Saheb A Zaman Club Zurkhaneh
The Saheb A Zaman Club Zurkhaneh in Yazd is the only Zurkhaneh which permits women to watch. It is located in a beautiful old ice house (dating from 1580) with four magnificent Badgirs (Windward) inside an āb anbār (Cistern), water reservoir, gracing the roof. Certainly one of the most interesting and powerful things you could see in Iran is Saheb A Zaman Club Zurkhaneh. Of course, one can not be sure what modern personal trainers would say about their techniques but it is certainly interesting. If you have a chance, do try to get there.
Zurkhaneh is a traditional Iranian gymnasium for men. It is also called varzeshe bāstāni, ancient sport, and is often referred to as “Iranian yoga and martial arts”, which sounds like a good description. It is in the way that the men all stood in a circle, moved to the beat of the zarb, drum, did moves reminiscent of the ginga, and the fact that this sport is very much a discipline.

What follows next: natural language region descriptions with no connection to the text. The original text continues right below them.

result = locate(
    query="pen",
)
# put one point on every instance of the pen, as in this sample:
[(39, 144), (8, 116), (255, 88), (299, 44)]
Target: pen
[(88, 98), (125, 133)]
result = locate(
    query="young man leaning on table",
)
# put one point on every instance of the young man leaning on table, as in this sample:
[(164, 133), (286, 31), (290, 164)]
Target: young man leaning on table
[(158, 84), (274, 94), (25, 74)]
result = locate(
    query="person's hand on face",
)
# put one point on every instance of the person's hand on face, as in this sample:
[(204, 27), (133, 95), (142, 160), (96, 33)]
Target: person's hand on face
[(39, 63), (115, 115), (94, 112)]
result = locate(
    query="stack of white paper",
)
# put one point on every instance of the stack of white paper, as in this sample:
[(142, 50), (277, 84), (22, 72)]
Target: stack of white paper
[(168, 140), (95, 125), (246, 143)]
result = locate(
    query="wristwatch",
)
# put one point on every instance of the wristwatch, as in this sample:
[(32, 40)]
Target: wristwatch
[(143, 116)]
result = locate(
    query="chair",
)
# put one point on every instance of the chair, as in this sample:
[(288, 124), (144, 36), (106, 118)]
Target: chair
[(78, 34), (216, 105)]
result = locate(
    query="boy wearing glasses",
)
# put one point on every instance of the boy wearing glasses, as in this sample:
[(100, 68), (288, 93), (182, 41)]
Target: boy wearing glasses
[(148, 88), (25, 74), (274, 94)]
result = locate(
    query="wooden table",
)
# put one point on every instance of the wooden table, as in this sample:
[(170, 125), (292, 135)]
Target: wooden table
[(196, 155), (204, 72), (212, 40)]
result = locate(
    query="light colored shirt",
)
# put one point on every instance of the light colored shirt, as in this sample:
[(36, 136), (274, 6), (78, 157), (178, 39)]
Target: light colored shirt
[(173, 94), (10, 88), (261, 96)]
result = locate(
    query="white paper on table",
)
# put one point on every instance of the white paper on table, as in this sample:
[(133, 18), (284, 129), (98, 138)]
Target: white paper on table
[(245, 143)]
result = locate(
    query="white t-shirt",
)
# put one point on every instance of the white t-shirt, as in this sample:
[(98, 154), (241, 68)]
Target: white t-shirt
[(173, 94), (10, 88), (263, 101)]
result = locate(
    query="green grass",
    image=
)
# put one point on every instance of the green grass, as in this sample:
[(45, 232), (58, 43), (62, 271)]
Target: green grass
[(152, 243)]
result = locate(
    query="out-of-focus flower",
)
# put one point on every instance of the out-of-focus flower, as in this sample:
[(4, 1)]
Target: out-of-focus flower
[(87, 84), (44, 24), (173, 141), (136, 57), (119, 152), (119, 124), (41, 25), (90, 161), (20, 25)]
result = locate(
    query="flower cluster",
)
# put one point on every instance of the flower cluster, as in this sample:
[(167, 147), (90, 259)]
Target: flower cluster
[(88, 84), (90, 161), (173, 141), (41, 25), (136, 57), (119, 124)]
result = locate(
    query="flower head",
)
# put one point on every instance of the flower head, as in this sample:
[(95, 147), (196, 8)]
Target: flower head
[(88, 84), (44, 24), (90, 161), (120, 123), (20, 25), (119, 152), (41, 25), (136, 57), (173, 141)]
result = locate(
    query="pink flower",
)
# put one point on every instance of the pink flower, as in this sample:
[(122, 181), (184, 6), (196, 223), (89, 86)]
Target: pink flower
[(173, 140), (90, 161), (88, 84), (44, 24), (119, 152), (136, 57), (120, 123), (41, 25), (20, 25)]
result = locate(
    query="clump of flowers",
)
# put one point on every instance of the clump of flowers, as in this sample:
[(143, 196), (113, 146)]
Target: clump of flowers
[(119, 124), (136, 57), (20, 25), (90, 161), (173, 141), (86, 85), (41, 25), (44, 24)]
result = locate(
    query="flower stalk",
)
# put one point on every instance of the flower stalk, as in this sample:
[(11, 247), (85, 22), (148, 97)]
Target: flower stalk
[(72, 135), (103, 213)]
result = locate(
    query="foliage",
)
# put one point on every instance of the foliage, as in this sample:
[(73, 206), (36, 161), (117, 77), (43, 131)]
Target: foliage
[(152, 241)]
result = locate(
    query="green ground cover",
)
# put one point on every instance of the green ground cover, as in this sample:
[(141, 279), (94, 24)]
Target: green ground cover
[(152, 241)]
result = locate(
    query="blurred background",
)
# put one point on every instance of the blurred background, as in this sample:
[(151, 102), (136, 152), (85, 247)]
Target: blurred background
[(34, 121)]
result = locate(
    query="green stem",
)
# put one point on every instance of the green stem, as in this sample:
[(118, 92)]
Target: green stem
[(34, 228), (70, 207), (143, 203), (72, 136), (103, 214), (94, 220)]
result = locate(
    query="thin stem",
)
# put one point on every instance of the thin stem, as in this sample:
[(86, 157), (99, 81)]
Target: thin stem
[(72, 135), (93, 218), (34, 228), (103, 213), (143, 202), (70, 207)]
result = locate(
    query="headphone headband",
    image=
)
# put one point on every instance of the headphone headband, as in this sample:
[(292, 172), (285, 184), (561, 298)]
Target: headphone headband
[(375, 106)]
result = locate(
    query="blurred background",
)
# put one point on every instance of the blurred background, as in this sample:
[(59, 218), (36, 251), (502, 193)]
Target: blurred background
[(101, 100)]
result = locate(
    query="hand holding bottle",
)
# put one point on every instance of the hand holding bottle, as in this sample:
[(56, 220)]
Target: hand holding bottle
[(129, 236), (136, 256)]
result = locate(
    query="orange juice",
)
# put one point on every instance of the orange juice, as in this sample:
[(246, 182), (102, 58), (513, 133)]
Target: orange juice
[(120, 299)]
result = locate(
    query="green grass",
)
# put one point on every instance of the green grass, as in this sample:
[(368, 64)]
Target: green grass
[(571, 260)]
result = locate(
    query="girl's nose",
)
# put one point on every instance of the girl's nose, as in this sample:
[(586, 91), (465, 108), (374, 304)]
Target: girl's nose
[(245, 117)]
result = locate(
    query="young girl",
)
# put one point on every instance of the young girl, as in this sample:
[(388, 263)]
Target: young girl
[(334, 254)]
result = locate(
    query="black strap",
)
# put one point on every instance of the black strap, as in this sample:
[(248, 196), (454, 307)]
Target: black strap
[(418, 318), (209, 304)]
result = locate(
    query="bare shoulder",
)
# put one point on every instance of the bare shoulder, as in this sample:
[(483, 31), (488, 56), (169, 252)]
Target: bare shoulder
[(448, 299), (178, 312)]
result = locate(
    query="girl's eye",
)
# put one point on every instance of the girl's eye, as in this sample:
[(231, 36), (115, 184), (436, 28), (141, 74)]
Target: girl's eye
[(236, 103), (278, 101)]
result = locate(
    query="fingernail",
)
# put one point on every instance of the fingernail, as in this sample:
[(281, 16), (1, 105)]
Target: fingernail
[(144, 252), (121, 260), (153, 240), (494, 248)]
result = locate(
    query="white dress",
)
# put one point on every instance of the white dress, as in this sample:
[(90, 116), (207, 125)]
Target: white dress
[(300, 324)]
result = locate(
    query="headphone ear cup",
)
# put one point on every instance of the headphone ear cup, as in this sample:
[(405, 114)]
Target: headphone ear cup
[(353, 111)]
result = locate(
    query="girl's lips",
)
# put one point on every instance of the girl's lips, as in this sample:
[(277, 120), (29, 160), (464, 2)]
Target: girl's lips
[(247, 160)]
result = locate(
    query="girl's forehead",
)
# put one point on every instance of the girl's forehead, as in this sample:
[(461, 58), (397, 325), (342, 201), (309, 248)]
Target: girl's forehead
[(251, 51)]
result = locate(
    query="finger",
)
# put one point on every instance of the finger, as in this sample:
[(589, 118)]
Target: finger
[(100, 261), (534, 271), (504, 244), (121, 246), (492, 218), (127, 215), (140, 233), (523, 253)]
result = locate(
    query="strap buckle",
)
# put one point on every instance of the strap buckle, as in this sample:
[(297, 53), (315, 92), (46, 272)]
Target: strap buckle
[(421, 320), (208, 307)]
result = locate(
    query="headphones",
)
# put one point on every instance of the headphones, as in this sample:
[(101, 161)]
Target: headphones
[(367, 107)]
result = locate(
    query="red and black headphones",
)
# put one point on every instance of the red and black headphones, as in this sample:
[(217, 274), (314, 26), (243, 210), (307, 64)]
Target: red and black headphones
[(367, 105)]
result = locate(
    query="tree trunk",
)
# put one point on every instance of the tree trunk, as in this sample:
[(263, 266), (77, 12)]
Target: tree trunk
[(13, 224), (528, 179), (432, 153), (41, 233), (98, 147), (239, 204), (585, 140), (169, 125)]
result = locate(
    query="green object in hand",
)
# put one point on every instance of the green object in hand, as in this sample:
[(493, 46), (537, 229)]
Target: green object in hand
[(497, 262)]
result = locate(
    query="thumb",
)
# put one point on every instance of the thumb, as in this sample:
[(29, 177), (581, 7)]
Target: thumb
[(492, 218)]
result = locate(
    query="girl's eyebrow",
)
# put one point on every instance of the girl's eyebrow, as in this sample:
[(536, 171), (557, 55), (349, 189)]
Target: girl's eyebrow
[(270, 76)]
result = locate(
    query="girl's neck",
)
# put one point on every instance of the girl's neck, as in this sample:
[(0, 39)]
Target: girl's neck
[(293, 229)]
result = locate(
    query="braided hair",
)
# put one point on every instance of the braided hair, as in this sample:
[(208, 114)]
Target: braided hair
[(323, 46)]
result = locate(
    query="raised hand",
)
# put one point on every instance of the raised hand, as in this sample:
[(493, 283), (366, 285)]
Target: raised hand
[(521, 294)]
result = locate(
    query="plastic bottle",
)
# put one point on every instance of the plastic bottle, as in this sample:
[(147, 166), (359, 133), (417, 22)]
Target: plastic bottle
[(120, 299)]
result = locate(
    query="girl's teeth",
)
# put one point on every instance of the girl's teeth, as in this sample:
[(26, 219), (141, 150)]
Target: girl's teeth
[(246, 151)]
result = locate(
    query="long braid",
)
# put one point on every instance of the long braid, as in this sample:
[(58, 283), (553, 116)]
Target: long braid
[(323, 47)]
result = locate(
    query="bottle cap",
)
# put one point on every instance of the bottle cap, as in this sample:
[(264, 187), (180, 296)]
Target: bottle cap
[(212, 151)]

Zurkhaneh is thousands of years old, having its roots in battle and warfare. These physical activities were supposed to make warriors out of ordinary men and not only prepare them for unarmed combat, but also develop their endurance, concentration, flexibility, and speed.
Practitioners of the Zurkhaneh are expected to display a sense of duty for their country and community and respect the elderly. They are expected to be chivalrous, humble, and of high ethical virtue. Overall, they should be javan mard, a Gentleman.
The circular shape of the Zurkhaneh is symbolic of the sun and unity. The entrance has a low doorway, forcing one to bow his head in acknowledgment of a higher power. Then there is the Gowd, pit, or exercise area. Being below ground level, the Gowd also reminds the practitioners of humility. In fact, when they enter the Gowd, they must first kiss the ground signifying that we are from the earth, and one day we will return to it. The Gowd faces the Sardam, the podium where the Morshed, master, sits. Historically, the Morshed would have been the most fit and highest ranking of those in the Zurkhaneh. He plays his Zarb and Zang, bell, and sings songs from Ferdowsi’s epic Shahnameh or poems from Rumi, Hafez, Sa’adi or others.
Throughout the session, the participants use different equipment: Meel (club bell), Takhte shena (push-up board), Sang (shield), and Kabbadeh (bow and chain). They use each of these to perform their exercises along with other exercises such as stretching, squatting, aerobics, whirling, and juggling meel.
Zurkhanehs are traditionally only for men, but this one in Yazd is the only one in Iran that admits women as spectators. It has workouts that are just over an hour at 6am, 6pm and 8pm.